Chancellor Gerhard Schröder has made it clear that Germany will suggest Günter Verheugen to be the country's one commissioner on the European Union's executive body.
"Günter Verheugen is one of the most respected commissioners in the current commission in Brussels," government spokesman Hans Langguth told reporters Monday in Berlin. "His work is praised everywhere there, and incidentally, it is also praised by the German opposition. The federal government will, as a matter of course, nominate Günter Verheugen for the office of German commissioner," he added.
Schröder stressed over the weekend that the one German in the European Commission should be responsible for economic policy. For some time, Germany, along with France and Britain, has championed creating the new position to coordinate all business and economic issues within the Commission. The officeholder would also be vice president of the body.
Germany's conservative opposition has backed Schröder in pushing for a commissioner for economics, but its politicians remain skeptical about Verheugen, a Social Democrat like Schröder, filling the position. "From my point of view, it's inappropriate now to make this decision so quickly because it ultimately hampers us in the search for a suitable candidate," Christian Democratic party (CDU) leader Angela Merkel commented.
Merkel criticized that the CDU wasn't consulted before the decision to nominate Verheugen was made.
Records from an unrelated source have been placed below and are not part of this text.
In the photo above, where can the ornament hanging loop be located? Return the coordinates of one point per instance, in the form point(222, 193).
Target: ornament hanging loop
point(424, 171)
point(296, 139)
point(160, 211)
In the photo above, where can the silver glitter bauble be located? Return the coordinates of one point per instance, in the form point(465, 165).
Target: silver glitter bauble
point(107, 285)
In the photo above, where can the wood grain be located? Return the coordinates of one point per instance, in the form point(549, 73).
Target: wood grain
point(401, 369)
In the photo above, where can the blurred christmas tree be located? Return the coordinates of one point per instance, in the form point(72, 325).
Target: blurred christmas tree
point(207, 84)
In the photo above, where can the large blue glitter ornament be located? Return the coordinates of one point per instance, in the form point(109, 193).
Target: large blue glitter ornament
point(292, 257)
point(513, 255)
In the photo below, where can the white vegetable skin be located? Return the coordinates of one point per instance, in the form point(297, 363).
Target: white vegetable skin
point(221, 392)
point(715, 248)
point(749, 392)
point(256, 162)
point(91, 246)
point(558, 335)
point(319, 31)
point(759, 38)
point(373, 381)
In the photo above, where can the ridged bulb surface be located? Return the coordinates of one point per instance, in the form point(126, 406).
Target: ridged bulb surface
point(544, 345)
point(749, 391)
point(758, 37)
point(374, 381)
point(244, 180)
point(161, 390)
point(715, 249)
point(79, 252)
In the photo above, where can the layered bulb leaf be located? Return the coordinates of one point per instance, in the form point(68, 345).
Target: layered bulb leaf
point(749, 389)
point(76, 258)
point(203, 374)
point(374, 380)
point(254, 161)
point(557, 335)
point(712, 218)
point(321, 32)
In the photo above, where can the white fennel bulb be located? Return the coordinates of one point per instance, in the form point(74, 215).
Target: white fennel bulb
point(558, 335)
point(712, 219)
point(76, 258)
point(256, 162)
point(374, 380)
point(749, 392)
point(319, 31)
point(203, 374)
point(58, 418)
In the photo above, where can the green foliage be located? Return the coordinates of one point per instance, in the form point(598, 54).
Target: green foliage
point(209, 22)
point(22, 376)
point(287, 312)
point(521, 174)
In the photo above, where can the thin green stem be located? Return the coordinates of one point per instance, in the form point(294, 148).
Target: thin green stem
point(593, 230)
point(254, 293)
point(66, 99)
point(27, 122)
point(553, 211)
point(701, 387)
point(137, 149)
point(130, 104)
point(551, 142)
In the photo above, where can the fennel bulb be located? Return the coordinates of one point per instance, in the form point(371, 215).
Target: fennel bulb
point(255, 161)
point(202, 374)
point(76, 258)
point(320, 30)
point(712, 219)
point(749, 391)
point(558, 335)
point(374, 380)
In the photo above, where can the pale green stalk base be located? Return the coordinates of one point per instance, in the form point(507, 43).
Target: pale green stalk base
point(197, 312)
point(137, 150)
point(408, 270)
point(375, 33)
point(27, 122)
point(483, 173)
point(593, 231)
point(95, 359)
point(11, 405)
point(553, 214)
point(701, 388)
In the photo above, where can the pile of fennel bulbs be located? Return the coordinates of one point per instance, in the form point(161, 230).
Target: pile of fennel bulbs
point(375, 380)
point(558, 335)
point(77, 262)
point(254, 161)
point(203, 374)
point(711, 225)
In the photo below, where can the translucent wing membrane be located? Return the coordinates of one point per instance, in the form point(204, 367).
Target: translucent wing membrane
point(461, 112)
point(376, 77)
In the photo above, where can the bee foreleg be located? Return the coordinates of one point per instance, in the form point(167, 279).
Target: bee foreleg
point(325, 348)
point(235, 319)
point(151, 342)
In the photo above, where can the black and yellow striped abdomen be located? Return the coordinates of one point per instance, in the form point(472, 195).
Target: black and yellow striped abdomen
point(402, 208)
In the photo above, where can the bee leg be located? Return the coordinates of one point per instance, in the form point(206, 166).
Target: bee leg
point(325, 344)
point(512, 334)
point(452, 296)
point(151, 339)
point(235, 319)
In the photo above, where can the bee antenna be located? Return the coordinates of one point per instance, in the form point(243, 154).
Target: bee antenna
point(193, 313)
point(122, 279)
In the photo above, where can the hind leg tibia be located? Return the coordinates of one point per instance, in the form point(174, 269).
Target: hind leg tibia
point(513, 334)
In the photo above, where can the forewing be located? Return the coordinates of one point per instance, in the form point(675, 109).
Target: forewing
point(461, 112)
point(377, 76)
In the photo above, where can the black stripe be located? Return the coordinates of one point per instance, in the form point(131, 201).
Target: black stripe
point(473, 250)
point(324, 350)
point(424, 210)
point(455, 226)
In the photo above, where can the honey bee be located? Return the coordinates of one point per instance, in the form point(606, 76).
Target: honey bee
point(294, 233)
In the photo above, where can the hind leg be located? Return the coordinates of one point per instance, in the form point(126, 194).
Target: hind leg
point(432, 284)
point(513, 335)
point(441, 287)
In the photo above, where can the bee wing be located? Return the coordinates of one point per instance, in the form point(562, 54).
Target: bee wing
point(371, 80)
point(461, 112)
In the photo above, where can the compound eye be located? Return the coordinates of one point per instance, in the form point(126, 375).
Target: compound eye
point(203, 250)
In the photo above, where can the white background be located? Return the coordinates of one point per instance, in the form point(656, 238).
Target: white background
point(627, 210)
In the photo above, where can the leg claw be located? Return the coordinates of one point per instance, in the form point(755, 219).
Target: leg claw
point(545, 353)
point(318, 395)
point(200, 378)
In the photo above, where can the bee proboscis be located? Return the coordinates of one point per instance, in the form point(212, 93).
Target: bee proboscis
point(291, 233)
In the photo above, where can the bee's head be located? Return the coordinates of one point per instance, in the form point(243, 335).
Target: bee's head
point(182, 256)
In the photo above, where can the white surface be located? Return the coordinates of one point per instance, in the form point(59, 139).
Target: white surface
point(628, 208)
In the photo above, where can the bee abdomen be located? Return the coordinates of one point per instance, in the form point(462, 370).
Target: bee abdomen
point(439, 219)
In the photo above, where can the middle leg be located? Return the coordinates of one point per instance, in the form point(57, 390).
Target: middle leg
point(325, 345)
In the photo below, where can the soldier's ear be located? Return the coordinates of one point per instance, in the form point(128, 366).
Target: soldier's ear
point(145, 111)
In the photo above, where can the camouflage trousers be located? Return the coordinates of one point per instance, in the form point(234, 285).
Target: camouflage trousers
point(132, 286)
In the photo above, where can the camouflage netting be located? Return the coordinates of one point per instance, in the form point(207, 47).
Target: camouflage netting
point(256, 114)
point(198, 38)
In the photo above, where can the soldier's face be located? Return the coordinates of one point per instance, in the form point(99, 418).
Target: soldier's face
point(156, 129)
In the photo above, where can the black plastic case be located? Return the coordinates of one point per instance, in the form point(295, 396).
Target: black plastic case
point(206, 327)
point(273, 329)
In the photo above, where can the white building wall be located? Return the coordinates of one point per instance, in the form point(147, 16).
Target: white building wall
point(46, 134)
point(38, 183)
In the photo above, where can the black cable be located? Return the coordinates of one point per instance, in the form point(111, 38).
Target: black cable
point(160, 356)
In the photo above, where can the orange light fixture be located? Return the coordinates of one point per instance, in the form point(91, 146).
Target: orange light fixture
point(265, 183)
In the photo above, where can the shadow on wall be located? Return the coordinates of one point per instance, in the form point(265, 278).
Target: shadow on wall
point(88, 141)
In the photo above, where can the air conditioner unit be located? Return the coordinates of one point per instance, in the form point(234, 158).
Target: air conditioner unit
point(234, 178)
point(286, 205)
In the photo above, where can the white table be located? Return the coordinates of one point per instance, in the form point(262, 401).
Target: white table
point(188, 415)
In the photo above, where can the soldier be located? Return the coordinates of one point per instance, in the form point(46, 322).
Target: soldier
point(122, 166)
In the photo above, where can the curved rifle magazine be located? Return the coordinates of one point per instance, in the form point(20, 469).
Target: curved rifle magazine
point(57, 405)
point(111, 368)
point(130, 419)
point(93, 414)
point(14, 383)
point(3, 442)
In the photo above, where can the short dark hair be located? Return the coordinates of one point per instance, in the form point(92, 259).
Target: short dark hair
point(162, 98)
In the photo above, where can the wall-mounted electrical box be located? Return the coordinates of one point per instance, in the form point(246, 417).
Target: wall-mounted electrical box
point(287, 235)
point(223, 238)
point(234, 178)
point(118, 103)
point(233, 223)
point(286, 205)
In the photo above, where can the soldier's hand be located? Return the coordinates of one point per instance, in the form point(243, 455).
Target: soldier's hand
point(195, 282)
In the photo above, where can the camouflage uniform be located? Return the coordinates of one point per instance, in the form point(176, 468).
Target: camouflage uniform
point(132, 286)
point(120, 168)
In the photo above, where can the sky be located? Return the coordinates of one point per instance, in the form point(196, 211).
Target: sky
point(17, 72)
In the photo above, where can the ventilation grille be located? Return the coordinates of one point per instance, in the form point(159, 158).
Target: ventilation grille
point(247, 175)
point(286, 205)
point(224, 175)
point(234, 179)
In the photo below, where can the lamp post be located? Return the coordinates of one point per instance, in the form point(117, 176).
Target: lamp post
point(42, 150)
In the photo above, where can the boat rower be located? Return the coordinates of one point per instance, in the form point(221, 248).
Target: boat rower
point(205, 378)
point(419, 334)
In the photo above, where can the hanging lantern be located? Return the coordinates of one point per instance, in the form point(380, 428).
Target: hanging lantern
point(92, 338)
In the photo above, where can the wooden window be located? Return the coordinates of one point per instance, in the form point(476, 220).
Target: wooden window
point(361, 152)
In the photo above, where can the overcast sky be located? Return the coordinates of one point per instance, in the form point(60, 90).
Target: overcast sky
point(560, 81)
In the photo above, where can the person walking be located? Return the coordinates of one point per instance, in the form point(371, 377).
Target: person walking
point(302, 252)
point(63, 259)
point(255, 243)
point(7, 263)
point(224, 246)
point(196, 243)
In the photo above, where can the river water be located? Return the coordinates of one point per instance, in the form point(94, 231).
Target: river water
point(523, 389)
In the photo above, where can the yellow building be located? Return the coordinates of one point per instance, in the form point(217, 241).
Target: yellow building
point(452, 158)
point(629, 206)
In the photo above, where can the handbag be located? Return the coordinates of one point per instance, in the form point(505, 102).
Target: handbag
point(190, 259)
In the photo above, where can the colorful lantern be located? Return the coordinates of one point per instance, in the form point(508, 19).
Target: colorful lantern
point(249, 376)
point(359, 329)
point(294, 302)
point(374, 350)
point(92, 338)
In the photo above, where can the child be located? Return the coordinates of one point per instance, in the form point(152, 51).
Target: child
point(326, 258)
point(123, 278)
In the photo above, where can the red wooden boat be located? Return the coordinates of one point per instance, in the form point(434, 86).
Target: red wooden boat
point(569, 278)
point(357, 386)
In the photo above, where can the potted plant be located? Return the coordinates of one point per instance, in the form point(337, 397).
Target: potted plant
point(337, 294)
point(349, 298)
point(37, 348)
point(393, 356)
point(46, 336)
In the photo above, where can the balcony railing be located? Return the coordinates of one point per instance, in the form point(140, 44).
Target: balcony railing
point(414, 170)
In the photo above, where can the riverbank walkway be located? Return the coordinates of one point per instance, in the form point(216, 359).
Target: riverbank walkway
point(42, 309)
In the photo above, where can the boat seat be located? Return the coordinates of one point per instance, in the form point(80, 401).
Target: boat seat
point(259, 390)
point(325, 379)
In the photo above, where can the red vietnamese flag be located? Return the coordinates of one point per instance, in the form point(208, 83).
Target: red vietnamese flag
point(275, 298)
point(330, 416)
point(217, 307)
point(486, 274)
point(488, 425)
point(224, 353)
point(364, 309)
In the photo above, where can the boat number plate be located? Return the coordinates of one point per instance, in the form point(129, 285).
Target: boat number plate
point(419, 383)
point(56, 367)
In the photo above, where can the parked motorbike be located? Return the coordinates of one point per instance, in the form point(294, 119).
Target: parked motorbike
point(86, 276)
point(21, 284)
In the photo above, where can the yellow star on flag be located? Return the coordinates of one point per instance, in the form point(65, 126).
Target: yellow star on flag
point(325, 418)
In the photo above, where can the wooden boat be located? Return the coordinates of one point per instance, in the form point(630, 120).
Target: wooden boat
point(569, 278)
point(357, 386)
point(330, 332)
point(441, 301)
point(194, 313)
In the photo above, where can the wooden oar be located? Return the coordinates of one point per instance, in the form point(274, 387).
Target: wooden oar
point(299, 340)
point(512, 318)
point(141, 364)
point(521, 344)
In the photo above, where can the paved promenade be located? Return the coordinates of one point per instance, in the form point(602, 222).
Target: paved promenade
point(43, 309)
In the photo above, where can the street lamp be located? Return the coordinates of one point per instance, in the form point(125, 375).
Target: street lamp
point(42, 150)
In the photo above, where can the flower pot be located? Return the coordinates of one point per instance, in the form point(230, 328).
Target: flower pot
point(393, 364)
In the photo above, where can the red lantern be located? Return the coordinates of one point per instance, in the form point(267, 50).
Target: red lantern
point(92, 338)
She did acknowledge that Verheugen had built a solid reputation through his work since 1999 as the EU's commissioner for expansion, a job that effectively came to an end when 10 new member states joined the EU on June 1. But she said a proven specialist in business and economics should fill the new post. Other opposition politicians have mooted the name of Merkel's deputy, Friedrich Merz, the CDU's financial expert, for the post.
But government spokesman Langguth dismissed Merkel's comments, saying that they were merely motivated by partisan considerations. The fact is, the government isn't obliged to pay heed to the opposition's criticism, since it alone is responsible for nominating a German commission member. Each of the governments generally aims to suggest candidates that the other member states will be satisfied with, who the European Parliament must then confirm.
The new commission will start its work on November 1. Large countries, like Germany, which have so far fielded two commissioners for the body, will only fill one spot as the Commission will grow from 19 to 25 due to the recent EU enlargement.